HERE - I drew the wrong version of Dredd again and refused to change it, so now it was a story about judge imposters whether Dave and Lee liked it or not. For the record, they did not.
I think the plan in panel 1 was to draw some signs and/or advertisements on the Holding Post where arrested perps await pickup so that they performed some function other than just cluttering up the streets, but I ran afoul of limited space and resolution, though I suppose it's probably in keeping with Dredd's world that posts for cuffing citizens to are more common than street signs.
The 2nd and 3rd panels are where I tried to lead the eye from the bottom left to the top right, but it wasn't very successful and ended up too cluttered in panel 2 - the foreground character's hand is completely lost, yet also manages to obscure Dredd's costume, fluffing any kind of reveal - and too sparse in panel 3 thanks to my lazy use of solid blacks, but I refused to change it.
HERE - is a prime example of why most artists draw Dredd on some huge, throbbing machine penetrating the road ahead whether oncoming traffic wants it or not, but me, I misread "Lawmaster" as "lawnmower" and refused to change it, so even though he's supposed to be speeding along, it looks like he's just chilling and waiting out a hangover on a Sunday afternoon. Note the continuing theme of buildings that look like sex toys, prompting me to think that it's good that I have comics drawing to fill my time and expend energy that most likely would have otherwise found an outlet in a schoolyard shooting spree.

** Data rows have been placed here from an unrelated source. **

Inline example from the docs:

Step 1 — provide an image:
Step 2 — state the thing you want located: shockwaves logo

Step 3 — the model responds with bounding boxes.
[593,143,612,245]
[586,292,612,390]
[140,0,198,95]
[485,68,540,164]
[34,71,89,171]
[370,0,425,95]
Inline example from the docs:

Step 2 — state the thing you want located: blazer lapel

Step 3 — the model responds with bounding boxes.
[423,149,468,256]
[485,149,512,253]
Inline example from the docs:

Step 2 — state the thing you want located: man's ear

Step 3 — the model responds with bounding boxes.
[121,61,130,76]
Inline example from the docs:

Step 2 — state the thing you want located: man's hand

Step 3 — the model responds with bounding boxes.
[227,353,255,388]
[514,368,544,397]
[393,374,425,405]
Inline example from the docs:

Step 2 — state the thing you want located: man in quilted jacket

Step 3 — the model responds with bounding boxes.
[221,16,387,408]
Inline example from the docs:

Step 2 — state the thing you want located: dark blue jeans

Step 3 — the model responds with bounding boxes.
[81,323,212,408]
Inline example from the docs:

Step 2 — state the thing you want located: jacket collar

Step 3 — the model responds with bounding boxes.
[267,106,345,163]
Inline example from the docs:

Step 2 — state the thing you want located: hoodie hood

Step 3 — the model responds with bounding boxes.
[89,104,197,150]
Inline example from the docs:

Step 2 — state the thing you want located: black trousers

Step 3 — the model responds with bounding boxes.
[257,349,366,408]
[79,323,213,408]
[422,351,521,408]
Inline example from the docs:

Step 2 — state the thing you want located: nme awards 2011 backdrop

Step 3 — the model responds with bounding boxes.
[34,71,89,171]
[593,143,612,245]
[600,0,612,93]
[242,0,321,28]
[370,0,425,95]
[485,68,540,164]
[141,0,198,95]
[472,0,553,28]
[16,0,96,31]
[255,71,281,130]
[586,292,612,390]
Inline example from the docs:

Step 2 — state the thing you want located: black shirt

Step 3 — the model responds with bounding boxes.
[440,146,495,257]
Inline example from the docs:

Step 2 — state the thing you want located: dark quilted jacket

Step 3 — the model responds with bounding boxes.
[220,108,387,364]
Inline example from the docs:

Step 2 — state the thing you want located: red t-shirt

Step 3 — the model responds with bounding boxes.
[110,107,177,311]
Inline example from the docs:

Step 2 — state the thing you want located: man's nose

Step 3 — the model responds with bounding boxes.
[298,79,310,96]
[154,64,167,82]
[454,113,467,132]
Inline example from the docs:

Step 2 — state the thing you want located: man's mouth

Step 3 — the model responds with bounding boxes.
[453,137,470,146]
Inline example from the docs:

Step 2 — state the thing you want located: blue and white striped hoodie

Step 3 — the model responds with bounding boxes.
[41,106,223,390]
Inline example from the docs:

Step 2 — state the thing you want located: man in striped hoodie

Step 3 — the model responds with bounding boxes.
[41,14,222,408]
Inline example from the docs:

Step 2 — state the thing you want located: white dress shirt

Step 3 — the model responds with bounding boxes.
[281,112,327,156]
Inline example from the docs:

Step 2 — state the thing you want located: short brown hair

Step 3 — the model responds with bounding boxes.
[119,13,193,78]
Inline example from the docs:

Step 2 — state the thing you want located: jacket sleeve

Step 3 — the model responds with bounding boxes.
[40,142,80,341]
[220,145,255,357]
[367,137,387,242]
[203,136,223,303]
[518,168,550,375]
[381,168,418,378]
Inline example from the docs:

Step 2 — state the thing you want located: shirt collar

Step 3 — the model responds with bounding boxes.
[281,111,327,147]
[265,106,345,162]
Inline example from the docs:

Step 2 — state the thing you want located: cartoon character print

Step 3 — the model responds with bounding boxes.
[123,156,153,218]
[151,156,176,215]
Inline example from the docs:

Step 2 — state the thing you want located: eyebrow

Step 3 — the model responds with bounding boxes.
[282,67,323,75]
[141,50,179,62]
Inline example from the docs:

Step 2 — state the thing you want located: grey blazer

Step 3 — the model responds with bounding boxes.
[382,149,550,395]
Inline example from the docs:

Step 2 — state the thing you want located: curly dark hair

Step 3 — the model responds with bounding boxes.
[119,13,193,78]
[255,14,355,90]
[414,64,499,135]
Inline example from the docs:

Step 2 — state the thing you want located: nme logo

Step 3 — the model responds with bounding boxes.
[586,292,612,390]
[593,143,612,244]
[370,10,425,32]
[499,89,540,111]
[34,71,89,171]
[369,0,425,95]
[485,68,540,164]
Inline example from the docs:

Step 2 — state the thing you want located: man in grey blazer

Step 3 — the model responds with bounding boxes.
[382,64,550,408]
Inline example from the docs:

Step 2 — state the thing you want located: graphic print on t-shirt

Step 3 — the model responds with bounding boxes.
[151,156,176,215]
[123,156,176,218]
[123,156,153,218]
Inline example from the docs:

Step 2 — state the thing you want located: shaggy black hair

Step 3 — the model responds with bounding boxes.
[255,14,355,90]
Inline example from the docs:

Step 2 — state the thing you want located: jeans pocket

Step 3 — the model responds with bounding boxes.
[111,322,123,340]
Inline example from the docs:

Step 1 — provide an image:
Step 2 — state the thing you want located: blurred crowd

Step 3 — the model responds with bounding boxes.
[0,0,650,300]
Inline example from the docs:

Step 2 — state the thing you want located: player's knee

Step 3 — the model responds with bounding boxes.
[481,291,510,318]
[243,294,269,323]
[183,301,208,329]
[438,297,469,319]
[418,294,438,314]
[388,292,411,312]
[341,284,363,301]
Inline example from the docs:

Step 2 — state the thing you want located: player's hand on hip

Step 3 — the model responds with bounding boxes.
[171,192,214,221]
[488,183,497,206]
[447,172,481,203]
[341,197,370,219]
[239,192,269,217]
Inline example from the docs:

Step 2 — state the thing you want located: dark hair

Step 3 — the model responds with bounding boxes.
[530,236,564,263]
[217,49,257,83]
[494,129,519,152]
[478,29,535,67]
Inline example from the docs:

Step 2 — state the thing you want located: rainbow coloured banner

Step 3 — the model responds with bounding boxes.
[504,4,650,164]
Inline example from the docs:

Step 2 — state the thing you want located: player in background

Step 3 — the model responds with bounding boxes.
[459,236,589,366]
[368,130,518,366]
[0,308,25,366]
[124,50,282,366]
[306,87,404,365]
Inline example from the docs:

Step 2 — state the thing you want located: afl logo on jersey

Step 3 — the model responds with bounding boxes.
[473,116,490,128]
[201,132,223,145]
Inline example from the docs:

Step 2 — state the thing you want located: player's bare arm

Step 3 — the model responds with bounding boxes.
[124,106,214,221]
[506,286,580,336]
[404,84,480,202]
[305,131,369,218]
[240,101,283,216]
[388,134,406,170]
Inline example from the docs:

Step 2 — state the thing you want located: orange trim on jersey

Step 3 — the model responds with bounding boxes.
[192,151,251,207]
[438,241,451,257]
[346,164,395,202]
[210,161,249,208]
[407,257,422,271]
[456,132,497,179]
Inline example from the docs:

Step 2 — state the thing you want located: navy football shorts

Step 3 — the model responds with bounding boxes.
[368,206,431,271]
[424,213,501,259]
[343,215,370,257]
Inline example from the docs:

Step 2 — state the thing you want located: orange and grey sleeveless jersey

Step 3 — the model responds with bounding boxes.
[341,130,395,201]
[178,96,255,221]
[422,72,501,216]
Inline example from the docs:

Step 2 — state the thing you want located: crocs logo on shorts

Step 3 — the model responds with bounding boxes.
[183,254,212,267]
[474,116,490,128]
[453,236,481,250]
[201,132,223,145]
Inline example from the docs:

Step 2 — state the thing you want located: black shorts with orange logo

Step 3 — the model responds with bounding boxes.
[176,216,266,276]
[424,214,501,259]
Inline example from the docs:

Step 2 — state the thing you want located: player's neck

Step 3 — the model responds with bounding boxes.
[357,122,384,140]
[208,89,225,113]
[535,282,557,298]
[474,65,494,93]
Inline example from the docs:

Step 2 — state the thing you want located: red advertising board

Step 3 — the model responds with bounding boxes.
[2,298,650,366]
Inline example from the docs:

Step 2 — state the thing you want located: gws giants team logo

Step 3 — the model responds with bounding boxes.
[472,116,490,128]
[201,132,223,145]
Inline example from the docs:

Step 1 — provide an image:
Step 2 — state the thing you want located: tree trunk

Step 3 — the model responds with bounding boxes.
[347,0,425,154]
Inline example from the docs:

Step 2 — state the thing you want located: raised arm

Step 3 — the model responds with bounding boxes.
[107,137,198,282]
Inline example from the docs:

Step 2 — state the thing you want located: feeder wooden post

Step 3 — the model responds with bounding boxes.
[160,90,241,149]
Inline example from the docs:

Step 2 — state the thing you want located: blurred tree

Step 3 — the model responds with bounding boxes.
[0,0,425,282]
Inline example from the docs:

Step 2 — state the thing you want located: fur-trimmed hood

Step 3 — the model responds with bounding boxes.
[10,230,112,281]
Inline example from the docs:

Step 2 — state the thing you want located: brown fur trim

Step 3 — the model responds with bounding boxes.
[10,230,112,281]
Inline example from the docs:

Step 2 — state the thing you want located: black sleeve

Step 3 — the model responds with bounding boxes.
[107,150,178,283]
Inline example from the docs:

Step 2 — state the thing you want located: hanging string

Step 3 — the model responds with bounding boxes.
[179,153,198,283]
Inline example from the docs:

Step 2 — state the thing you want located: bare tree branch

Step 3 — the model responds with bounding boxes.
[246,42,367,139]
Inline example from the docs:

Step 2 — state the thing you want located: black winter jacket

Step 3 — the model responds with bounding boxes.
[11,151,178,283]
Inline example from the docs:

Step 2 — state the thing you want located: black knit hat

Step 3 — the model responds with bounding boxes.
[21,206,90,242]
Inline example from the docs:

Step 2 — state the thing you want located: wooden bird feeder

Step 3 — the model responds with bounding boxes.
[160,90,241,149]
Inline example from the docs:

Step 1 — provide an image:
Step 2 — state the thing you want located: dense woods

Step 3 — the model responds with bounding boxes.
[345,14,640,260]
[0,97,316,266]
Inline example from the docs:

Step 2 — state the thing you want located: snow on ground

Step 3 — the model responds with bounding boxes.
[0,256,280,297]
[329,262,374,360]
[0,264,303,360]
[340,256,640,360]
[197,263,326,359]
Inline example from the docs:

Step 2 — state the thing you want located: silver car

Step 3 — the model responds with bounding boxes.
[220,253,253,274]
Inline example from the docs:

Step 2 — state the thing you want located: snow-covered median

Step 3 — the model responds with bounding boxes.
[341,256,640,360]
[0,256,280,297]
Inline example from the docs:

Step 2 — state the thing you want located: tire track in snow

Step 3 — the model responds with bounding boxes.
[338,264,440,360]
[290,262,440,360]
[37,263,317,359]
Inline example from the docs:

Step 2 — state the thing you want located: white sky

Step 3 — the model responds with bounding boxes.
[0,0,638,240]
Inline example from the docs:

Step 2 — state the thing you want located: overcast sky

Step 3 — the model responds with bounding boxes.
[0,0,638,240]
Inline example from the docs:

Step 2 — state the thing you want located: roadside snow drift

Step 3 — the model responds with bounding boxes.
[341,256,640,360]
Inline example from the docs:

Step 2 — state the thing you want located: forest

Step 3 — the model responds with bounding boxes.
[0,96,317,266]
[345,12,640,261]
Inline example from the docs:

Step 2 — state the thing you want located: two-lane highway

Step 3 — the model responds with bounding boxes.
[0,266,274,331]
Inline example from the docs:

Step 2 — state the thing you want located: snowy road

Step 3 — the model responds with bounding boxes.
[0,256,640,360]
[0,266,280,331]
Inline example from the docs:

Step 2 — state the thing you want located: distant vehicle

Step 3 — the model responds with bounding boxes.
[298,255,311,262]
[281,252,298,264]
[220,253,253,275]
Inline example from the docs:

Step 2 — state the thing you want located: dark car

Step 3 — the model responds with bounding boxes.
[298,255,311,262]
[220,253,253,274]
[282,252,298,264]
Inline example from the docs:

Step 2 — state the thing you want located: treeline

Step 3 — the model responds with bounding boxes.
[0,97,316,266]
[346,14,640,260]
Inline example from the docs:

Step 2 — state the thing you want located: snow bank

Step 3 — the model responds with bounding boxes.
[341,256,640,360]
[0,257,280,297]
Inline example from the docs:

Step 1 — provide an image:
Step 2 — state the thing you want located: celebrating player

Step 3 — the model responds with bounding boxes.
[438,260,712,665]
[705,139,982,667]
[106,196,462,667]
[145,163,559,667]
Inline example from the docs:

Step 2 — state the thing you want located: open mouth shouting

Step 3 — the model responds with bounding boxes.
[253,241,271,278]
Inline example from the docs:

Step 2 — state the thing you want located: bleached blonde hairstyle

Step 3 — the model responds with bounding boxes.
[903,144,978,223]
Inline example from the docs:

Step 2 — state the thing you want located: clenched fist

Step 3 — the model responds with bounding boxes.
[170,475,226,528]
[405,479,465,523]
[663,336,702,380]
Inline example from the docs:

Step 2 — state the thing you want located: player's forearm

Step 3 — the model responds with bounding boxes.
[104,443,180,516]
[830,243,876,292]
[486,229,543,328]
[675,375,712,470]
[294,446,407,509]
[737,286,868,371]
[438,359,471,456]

I think this might have been when I stopped using Manga Studio's panel cutting tool because of the jaggy edges to angled lines and instead used its line tool with anti-aliasing. In the third panel, the vehicles all look roughly the same shape despite going in different directions, and the grid I used to draw them clearly wasn't lined up very well as they look like they're all on different planes. I think Dave might have asked me to redraw this, prompting a week-long passive-aggressive hissy fit on my part, as I believe that if people think you're an absolute nightmare to work with, they'll end up justifying all the trouble they had getting anything out of you in the first place and think you're better at your job than you actually are. I call this the Val Kilmer method.